I have VB.NET,ASP.NET,XML & C#

i wanted to ask which book to buy for VB.NET?
the black book or some other brand?
should i buy a specific book for each i.e VB,C# etc..
or there are books that cover all the 4 topics?


----------



## krishnandu.sarkar (May 13, 2010)

Well.....I've seen the .NET course materials provided by NIIT. They are good. But if you wanna learn and grip them NIIT course materials are not enough. You need to buy books for each topic. You won't be getting VB, C# and ASP.NET in one book.

Well......if you're a beginner and want to learn the subject I'll suggest the Black Book.
Black boon on VB.NET, C# and ASP.NET(with both VB and C#)

In case of ASP.NET you may decide which language u'll be using for ASP.NET i.e. VB or C# and buy the ASP.NET on that specific language. Or if you love both(as like me  ) then you better buy ASP.NET(with both VB and C#)

Black books helps you to learn step by ste[.

After you've learnt everything refer Wrox's books to get advanced. Actually Wrox are for professional field.

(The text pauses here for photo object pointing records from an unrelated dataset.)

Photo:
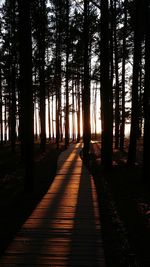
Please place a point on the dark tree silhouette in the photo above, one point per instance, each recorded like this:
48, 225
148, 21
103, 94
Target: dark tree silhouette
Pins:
67, 77
136, 68
106, 90
26, 95
146, 158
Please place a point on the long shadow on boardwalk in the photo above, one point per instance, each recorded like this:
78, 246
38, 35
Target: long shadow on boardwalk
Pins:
86, 241
63, 230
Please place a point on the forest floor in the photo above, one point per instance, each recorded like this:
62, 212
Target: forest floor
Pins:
124, 201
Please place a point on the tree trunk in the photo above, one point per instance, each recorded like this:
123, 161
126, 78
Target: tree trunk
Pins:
86, 88
42, 74
26, 91
122, 127
106, 90
136, 61
117, 112
146, 148
67, 77
78, 109
1, 110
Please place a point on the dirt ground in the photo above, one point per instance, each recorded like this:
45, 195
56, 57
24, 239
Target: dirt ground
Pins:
124, 201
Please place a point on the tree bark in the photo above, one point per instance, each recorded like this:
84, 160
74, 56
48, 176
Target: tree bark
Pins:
86, 88
146, 148
106, 90
26, 93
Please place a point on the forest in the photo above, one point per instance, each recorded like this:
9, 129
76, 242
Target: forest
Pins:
79, 71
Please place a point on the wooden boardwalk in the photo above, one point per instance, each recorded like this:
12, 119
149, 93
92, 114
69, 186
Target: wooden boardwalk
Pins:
64, 229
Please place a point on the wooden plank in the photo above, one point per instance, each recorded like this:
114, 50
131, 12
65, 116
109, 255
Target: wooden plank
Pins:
64, 229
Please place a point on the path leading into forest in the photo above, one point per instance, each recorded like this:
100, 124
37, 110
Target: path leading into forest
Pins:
65, 228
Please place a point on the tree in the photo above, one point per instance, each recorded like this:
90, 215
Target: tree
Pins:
136, 67
106, 90
146, 148
26, 94
124, 49
67, 78
86, 88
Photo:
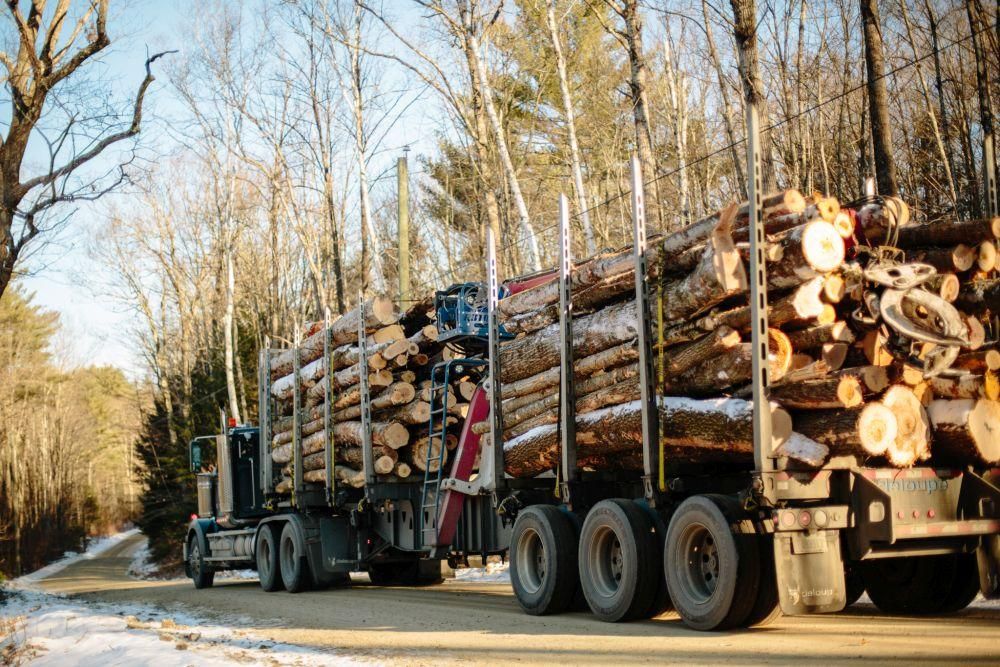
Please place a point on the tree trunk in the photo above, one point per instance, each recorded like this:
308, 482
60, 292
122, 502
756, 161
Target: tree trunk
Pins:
912, 441
472, 23
727, 108
825, 393
638, 73
681, 358
965, 431
607, 328
861, 431
568, 112
745, 32
878, 104
719, 275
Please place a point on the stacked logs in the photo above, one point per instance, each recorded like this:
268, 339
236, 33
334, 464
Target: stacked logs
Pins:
836, 388
401, 349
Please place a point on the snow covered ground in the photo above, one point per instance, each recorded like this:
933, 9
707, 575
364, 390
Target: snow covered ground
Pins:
94, 549
38, 628
493, 573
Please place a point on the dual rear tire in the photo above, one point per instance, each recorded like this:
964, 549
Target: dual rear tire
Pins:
922, 585
609, 563
717, 567
283, 565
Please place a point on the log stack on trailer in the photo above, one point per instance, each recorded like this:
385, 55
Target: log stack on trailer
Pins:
847, 377
401, 348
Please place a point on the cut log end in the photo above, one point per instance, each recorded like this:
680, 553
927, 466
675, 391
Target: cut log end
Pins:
877, 428
822, 246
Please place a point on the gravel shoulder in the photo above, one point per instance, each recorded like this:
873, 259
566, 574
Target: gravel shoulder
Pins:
461, 621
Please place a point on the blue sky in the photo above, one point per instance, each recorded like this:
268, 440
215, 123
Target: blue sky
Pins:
63, 277
96, 328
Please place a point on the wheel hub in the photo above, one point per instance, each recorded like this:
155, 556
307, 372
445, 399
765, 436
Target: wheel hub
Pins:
703, 564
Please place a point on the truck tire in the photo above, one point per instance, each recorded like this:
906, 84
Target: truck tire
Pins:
618, 571
966, 586
202, 574
268, 563
909, 585
294, 569
854, 583
543, 568
713, 575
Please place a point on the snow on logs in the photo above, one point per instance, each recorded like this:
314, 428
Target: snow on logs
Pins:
837, 385
400, 353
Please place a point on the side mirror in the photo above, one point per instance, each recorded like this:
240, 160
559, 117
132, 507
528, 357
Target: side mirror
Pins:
194, 456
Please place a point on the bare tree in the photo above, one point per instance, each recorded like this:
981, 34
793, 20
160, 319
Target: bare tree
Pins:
45, 59
878, 103
745, 32
631, 39
570, 116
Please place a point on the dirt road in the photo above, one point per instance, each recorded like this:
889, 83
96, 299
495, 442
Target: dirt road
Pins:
482, 622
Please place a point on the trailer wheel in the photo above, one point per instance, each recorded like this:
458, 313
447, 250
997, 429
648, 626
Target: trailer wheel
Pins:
268, 567
713, 575
911, 584
201, 573
966, 586
543, 570
294, 569
618, 568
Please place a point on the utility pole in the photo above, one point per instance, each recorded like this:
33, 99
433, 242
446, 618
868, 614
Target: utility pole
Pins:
403, 226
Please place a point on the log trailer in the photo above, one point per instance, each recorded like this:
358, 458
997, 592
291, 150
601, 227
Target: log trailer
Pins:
724, 547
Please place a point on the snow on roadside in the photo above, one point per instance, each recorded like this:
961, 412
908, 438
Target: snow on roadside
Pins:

And for XML go for Beginning XML by Wrox. It's best.


----------



## ssk_the_gr8 (May 16, 2010)

isnt C# the in thing.. nowadays... should i prefer it over VB for Asp.net

so what u're suggesting is i buy the black book of vb.net ,C# & ASP.net

and beginning xml for XML

one more doubt that i have is that NIIT is teaching me .net in VS 2005
should i buy the black books for vb.net etc. for 2005 or 2008 or 2010?


----------



## krishnandu.sarkar (May 16, 2010)

Ya C# is better than VB in terms of security. Ya buy black book for VB.NET, C# and ASP.NET(VB and C#).

Later buy wrox series to be more professional.

Well....there are some changes and features added in uppper versions. So it is better to buy the latest version.

You won't face problem. Coz basic is same.


----------